Baseado no conto de mesmo nome, escrito por Joe Hill, filho de Stephen King, “The Black Phone” narra um conto de suspense de The Grabber, um assassino de crianças que arrebata meninos adolescentes em plena luz do dia para nunca mais ser visto. Quando Finney (Mason Thames) se torna o próximo cativo, mantido em um porão à prova de som, ele começa a receber telefonemas das vítimas anteriores do The Grabber através de um telefone fixo desconectado.

Estilisticamente, o filme é nostálgico, reminiscente de fotografias vintage e da era das camisetas listradas, jeans flare e The Ramones. Marrons e laranjas quentes, grãos de filme e luz filtrada inundam a tela.
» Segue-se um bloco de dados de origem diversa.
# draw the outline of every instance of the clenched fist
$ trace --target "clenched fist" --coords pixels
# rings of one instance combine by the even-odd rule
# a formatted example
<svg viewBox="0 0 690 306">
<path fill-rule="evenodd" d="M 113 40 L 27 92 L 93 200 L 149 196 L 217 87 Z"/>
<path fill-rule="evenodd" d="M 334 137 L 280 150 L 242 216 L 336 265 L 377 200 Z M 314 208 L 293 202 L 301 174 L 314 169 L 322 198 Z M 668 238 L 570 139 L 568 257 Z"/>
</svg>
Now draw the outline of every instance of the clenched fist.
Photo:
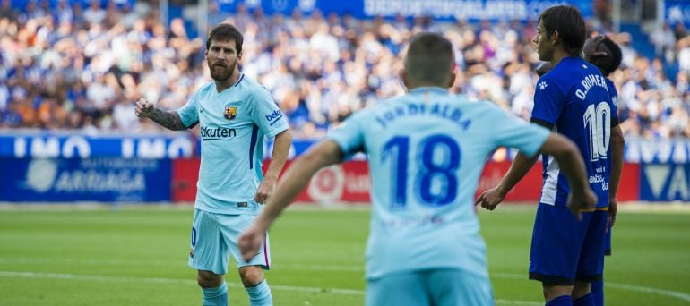
<svg viewBox="0 0 690 306">
<path fill-rule="evenodd" d="M 134 108 L 134 113 L 136 114 L 136 116 L 138 117 L 149 117 L 151 114 L 153 114 L 153 105 L 147 101 L 143 98 L 140 98 L 138 101 L 136 101 L 136 108 Z"/>
</svg>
Mas este idílico subúrbio dos anos 70 está corrompido pelo horror de Derrickson.

A única interrupção do esquema de cores consistente é a vibração do sangue e o neon das luzes da polícia, tornando esses momentos ainda mais chocantes. O concreto desgastado do porão é pintado com pinceladas de ferrugem e sangue: um mural de evidências de violência desenfreada. A trilha sonora otimista dos anos 70 é interrompida por uma pontuação atrevida e ressonante que reverbera em suas costelas, afunda em seus tímpanos e às vezes parece que você está ouvindo do subsolo no porão do Grabber. Os créditos de abertura do filme passam pelo nostálgico B-roll das ocorrências cotidianas tranquilas da juventude suburbana – picolés, jogos de beisebol e avenidas ensolaradas – apenas para serem entrelaçados com a visão de joelhos ensanguentados e pilhas de pôsteres de pessoas desaparecidas.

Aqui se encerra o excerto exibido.